For some years I was exposed to a Daito-ryu curriculum, presumably descended from tablets graven on the Mount, and while there was some very good stuff there, a lot of the stuff was convoluted "kata," overly involved affairs that I just can't imagine were the product of careful research. My guess is that they are more examples of some of the stuff that Sokaku rattled off because.... "Hey, let's see if I can pull this one off... Hey, I can!" and someone scrabbled to write it down.

Memorizing "one-step and three-step" kata ingrains habit. Habit is something you don't want when you're in a real conflict, IMO. What you want, is the ability to act spontaneously and to be able to rapidly change with any changes in the situation.

Martial conditioning is about learning basic strikes, kicks, how to exploit joints and nerve points, basic throws, chokes, etc. They're the building block techniques, an artless art -- pragmatic movement. What you choose to focus on (strikes and kicks? Throws and locks? Newaza?) becomes the artistic expression that represents style -- the "chassis" of vehicle. The engine that drives it is IP and aiki.

When Ueshiba did ikkyo (nee ikkajo) again and again, it wasn't the visual form of ikkyo that was the core of what was going on, it was the internal spirals and aiki-sage that was making that ikkyo happen. The same spirals and application of aiki can express themselves in an entirely different way should the attacker's atemi or angle of attack change to something else, or you decide to make the point of contact something other than the person's attacking arm. "Doing ikkyo" is just what happens when an attacker meets your aiki when he approaches you in a certain way, and you decide to engage him in a certain way.

Another thing to consider, is the "seder" of Daito-ryu. It is Jujutsu first; Aikijujutsu next; Aiki-no-jutsu last. Jujutsu waza give students something they can take to the bank right away; aiki takes longer and it's not clear how to apply it martially until you've had some martial conditioning. Then you can learn some "spot aiki" to apply to that conditioning.
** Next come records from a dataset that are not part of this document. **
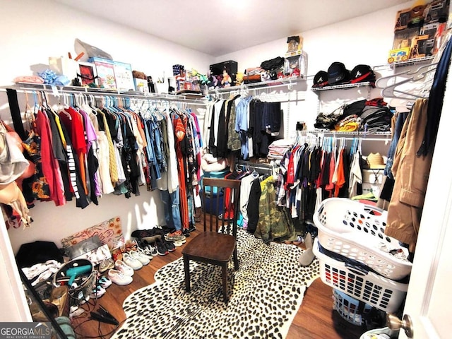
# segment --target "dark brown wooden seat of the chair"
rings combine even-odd
[[[184,246],[182,254],[191,258],[202,258],[203,261],[230,260],[235,248],[235,238],[232,235],[217,232],[198,234],[191,242]],[[215,251],[212,251],[215,249]]]

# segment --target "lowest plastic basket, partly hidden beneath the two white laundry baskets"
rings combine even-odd
[[[338,311],[338,314],[349,323],[356,326],[364,325],[364,317],[369,314],[372,307],[364,304],[362,309],[359,309],[359,300],[346,295],[339,290],[333,289],[333,309]]]

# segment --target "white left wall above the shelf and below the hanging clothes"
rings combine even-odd
[[[0,0],[1,63],[0,87],[12,85],[13,78],[32,75],[35,65],[47,65],[49,57],[66,56],[74,52],[74,40],[92,44],[112,54],[117,61],[131,64],[132,69],[143,71],[154,80],[172,76],[172,65],[183,64],[205,72],[213,63],[213,57],[147,35],[138,30],[124,28],[107,20],[75,11],[54,1]],[[165,29],[165,28],[162,28]],[[41,66],[42,68],[42,66]],[[52,97],[51,97],[52,99]],[[31,100],[31,99],[30,99]],[[23,95],[19,105],[25,109]],[[11,122],[11,114],[5,92],[0,92],[0,117]],[[140,187],[141,196],[109,194],[100,198],[99,206],[91,204],[81,210],[75,201],[56,207],[53,202],[37,202],[30,209],[32,227],[8,230],[13,251],[20,244],[35,240],[52,241],[61,246],[60,239],[78,230],[95,225],[119,215],[125,234],[136,228],[164,225],[159,191],[146,191]]]

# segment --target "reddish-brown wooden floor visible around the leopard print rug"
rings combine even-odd
[[[187,238],[187,242],[193,239],[198,233],[198,230],[192,232],[191,237]],[[301,246],[303,247],[303,245]],[[111,287],[108,287],[107,293],[97,299],[97,301],[90,300],[88,304],[83,305],[83,308],[86,310],[85,315],[73,320],[73,326],[78,334],[78,338],[109,338],[115,331],[115,326],[88,320],[89,311],[96,310],[100,304],[119,321],[124,321],[126,319],[122,310],[124,299],[133,291],[154,283],[155,272],[167,263],[181,257],[182,248],[177,247],[176,251],[167,254],[167,256],[155,256],[147,266],[143,266],[141,270],[135,271],[133,282],[130,285],[117,286],[113,284]],[[331,287],[323,284],[320,278],[314,280],[314,283],[307,289],[302,306],[299,308],[294,321],[292,321],[286,338],[359,339],[359,336],[364,330],[343,320],[336,311],[333,311],[332,305]],[[103,335],[103,337],[100,335]]]

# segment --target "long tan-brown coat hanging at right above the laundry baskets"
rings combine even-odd
[[[403,125],[391,171],[395,183],[388,207],[385,234],[410,245],[415,251],[417,234],[429,180],[432,153],[418,157],[427,124],[427,99],[417,99]]]

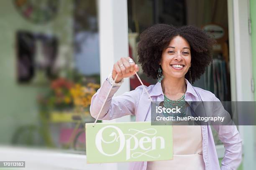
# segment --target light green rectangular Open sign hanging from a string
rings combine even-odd
[[[151,122],[86,123],[87,163],[172,160],[172,126]]]

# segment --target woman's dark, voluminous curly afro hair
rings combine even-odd
[[[207,65],[212,62],[212,46],[214,38],[195,26],[174,27],[167,24],[156,24],[141,33],[138,43],[138,62],[143,72],[154,79],[161,61],[162,51],[169,45],[172,38],[181,36],[189,42],[191,48],[192,82],[199,79]],[[185,75],[189,80],[189,73]]]

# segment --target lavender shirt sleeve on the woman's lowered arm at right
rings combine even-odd
[[[220,102],[215,95],[213,96],[213,101]],[[215,113],[225,110],[223,106],[217,108],[218,110],[214,110]],[[225,148],[224,158],[221,161],[221,170],[236,170],[242,160],[242,140],[236,125],[212,126],[218,132],[219,139],[223,142]]]

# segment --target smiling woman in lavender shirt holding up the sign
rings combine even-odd
[[[211,50],[215,40],[204,31],[193,27],[154,25],[141,33],[138,44],[139,63],[146,75],[158,79],[156,85],[146,87],[153,101],[164,101],[164,105],[184,101],[220,101],[212,92],[193,87],[212,61]],[[142,86],[113,97],[123,78],[134,75],[138,65],[129,57],[121,58],[113,71],[92,97],[90,112],[101,120],[111,120],[124,115],[136,115],[136,121],[151,120],[151,100]],[[118,74],[114,82],[115,76]],[[224,143],[225,156],[221,170],[235,170],[241,163],[241,138],[235,125],[215,125],[220,140]],[[218,156],[209,125],[173,126],[173,160],[135,162],[132,170],[218,170]]]

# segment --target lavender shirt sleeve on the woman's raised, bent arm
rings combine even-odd
[[[97,117],[110,88],[111,84],[105,80],[100,89],[92,96],[90,106],[92,117]],[[110,94],[100,113],[99,120],[112,120],[125,115],[135,115],[135,108],[142,93],[141,87],[139,86],[135,90],[113,97],[118,89],[118,86],[113,86],[110,90]]]

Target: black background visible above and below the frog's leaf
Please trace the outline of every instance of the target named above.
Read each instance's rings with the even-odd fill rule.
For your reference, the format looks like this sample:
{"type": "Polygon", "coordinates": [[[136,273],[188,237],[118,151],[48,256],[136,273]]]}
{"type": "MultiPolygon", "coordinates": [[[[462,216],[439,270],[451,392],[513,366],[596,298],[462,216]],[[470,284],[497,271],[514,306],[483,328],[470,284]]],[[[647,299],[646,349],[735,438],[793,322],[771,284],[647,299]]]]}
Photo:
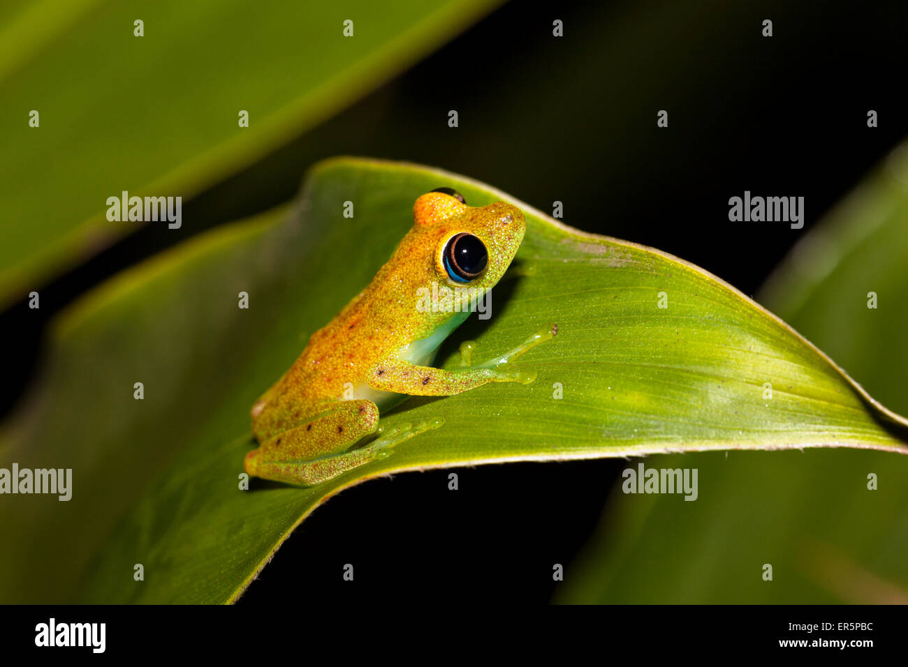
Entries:
{"type": "MultiPolygon", "coordinates": [[[[168,245],[286,201],[312,162],[336,154],[439,166],[543,211],[563,201],[568,224],[666,250],[754,294],[908,135],[908,11],[903,2],[726,5],[737,4],[505,5],[187,202],[179,233],[149,226],[43,289],[40,311],[22,301],[5,312],[0,406],[11,409],[35,376],[46,322],[67,303],[168,245]],[[765,18],[771,38],[761,36],[765,18]],[[656,127],[660,109],[668,128],[656,127]],[[728,198],[745,190],[804,196],[804,229],[729,222],[728,198]]],[[[458,491],[448,490],[449,471],[371,481],[316,510],[240,604],[547,602],[552,564],[569,566],[623,466],[480,466],[457,471],[458,491]],[[353,583],[341,578],[348,563],[353,583]]]]}

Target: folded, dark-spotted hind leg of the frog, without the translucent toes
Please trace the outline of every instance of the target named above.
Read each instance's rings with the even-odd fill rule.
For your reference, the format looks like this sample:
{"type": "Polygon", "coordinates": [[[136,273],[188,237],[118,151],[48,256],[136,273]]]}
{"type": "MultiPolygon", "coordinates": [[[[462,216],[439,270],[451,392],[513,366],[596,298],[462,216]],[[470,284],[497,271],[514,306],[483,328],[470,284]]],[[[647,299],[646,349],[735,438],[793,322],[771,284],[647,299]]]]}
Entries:
{"type": "Polygon", "coordinates": [[[379,425],[379,408],[370,400],[338,401],[311,421],[265,440],[246,455],[253,476],[314,486],[380,455],[381,446],[344,452],[379,425]]]}

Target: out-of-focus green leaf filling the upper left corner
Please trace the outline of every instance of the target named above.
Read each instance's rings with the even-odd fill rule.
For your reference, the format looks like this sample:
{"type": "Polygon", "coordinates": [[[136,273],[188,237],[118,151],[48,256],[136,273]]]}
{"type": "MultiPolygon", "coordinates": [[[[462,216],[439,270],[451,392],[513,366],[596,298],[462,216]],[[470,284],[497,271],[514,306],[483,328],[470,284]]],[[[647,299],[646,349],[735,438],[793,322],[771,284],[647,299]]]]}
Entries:
{"type": "MultiPolygon", "coordinates": [[[[0,309],[139,222],[107,198],[192,196],[331,117],[496,0],[46,0],[0,11],[0,309]],[[144,36],[133,21],[144,22],[144,36]],[[353,21],[352,37],[343,22],[353,21]],[[40,125],[29,126],[35,110],[40,125]],[[249,127],[239,113],[249,113],[249,127]],[[35,180],[54,183],[35,196],[35,180]]],[[[191,224],[189,221],[184,221],[191,224]]]]}

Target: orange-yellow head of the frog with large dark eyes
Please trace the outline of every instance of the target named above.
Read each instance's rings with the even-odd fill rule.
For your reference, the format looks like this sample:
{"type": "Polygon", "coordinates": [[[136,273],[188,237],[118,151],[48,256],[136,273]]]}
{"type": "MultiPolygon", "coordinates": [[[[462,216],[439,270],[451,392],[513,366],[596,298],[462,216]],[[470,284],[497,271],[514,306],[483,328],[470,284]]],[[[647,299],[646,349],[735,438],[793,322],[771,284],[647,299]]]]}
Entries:
{"type": "Polygon", "coordinates": [[[431,249],[439,282],[489,289],[517,254],[527,221],[512,204],[467,206],[458,192],[439,188],[413,204],[413,229],[431,249]]]}

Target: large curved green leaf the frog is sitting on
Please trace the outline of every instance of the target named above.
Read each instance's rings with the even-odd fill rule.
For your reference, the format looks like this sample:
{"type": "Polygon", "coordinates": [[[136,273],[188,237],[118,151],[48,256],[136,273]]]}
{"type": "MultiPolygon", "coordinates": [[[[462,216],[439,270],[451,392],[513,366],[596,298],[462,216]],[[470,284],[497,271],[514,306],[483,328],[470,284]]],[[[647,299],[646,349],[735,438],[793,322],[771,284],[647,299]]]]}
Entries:
{"type": "Polygon", "coordinates": [[[0,571],[15,573],[0,599],[111,603],[231,601],[326,497],[392,472],[678,449],[906,448],[900,417],[705,271],[572,230],[476,181],[360,159],[321,162],[293,207],[191,240],[76,304],[0,442],[4,462],[74,468],[68,503],[8,496],[15,511],[0,530],[20,548],[0,556],[0,571]],[[390,257],[412,202],[441,185],[472,205],[513,201],[528,232],[492,319],[469,320],[439,365],[457,368],[464,339],[478,341],[481,360],[555,322],[558,336],[514,365],[538,378],[410,399],[383,422],[444,426],[321,486],[239,490],[252,402],[390,257]]]}

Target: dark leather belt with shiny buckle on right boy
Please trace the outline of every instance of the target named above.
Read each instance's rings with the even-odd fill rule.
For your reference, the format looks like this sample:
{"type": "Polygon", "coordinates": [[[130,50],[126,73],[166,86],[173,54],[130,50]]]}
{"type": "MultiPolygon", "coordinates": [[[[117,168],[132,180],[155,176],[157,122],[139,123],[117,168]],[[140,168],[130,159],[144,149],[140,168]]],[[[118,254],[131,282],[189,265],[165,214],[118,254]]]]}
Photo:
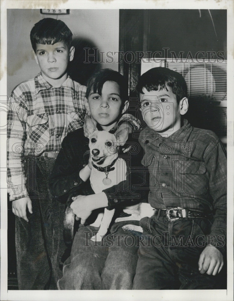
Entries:
{"type": "Polygon", "coordinates": [[[154,214],[156,216],[166,216],[168,222],[174,222],[179,218],[196,218],[209,219],[211,214],[205,214],[203,212],[195,211],[188,208],[169,207],[168,209],[155,209],[154,214]]]}

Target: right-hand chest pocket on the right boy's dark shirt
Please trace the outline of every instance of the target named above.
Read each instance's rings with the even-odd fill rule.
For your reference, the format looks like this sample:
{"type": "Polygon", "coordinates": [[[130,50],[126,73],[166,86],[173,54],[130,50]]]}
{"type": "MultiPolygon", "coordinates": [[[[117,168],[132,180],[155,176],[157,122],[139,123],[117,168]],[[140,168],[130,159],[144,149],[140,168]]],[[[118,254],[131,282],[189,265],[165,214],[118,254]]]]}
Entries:
{"type": "Polygon", "coordinates": [[[209,183],[204,162],[189,159],[182,161],[179,165],[179,173],[187,194],[207,194],[209,183]]]}

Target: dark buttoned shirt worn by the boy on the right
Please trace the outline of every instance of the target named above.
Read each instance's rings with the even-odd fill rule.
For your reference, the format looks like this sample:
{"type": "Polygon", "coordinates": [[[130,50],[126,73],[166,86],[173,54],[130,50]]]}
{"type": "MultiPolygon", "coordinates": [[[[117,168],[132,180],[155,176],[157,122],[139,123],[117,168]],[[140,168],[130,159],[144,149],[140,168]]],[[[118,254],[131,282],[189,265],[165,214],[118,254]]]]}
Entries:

In my own training, many moons ago I learned some basic DR jujutsu waza, including some of that convoluted, complicated stuff. A few koryu jujutsu waza to round it out. We learned specific applications of aiki to power the jujutsu waza, and we worked on aiki-no-jutsu. Occasionally, when one of us would start to whimper that we didn't know if what we had was martially effective, out came the randori. Simple randori, certainly not anything that I'd proudly place on YouTube (there was no YouTube yet). But it was still free-form and we didn't know what to expect. We did not rattle off step-by-step convoluted waza. What came out were the rock-bottom foundation basics -- throws, take-downs, grabs-into-chokes, etc. -- spontaneously generated, and powered by aiki. It didn't feel like techniques being executed, but more like "stuff happening." And this, with students who had not been training long enough to have "transcended technique." It was just the manifestation of an aiki body.